Consistent change-point detection with kernels
We tackle the change-point problem with data belonging to a general set. We propose a penalty for choosing the number of change-points in the kernel-based method of Harchaoui and Cappe (2007). This penalty generalizes the one proposed for one dimensional signals by Lebarbier (2005).
By showing a new concentration result in Hilbert spaces, we prove it satisfies a non-asymptotic oracle inequality. Furthermore, our procedure retrieves the correct number of change-points with high probability, provided the penalty is well chosen, and it estimates the change-points location at the optimal rate. As a consequence, when using a characteristic kernel, KCP detects all kinds of change in the distribution (not only changes in the mean or the variance), and it is able to do so for complex structured data (not necessarily in R^d).
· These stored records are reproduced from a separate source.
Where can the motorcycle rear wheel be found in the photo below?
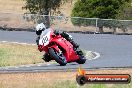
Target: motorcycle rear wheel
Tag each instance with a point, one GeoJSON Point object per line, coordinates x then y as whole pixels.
{"type": "Point", "coordinates": [59, 57]}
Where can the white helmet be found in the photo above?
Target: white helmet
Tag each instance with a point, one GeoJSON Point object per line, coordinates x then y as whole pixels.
{"type": "Point", "coordinates": [40, 27]}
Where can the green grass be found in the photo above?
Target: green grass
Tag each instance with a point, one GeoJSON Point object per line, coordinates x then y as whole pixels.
{"type": "Point", "coordinates": [15, 54]}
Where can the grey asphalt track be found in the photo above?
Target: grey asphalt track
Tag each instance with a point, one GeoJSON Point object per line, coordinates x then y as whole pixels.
{"type": "Point", "coordinates": [115, 50]}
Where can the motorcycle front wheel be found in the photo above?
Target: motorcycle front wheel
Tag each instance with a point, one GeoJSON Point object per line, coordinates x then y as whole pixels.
{"type": "Point", "coordinates": [58, 57]}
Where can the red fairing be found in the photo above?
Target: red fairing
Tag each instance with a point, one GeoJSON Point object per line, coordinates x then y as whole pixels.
{"type": "Point", "coordinates": [58, 41]}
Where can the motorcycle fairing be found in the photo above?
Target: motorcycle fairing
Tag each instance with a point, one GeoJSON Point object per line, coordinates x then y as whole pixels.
{"type": "Point", "coordinates": [70, 54]}
{"type": "Point", "coordinates": [45, 37]}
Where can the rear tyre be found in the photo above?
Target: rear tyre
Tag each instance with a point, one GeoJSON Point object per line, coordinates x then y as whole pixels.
{"type": "Point", "coordinates": [59, 57]}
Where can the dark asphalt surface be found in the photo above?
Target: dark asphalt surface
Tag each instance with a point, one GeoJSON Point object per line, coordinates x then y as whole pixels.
{"type": "Point", "coordinates": [115, 50]}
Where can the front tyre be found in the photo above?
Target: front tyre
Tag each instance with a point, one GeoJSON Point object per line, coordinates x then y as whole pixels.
{"type": "Point", "coordinates": [59, 57]}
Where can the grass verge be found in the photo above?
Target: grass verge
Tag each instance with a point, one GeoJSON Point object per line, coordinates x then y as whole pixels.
{"type": "Point", "coordinates": [16, 54]}
{"type": "Point", "coordinates": [56, 80]}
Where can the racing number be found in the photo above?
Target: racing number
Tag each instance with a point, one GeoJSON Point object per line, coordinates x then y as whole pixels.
{"type": "Point", "coordinates": [45, 39]}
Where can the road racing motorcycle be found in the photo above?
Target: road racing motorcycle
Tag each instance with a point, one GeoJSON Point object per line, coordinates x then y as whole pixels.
{"type": "Point", "coordinates": [59, 49]}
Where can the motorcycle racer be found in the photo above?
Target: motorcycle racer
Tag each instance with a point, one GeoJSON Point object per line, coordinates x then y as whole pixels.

Most of the analysis is conducted assuming that the kernel is bounded; part of the results can be extended when we only assume a finite second-order moment.
Experiments on synthetic and real data illustrate the accuracy of our method, showing it can detect changes in the whole distribution of data, even when the mean and variance are constant.
Based upon joints works with Alain Celisse, Damien Garreau and Zaid Harchaoui.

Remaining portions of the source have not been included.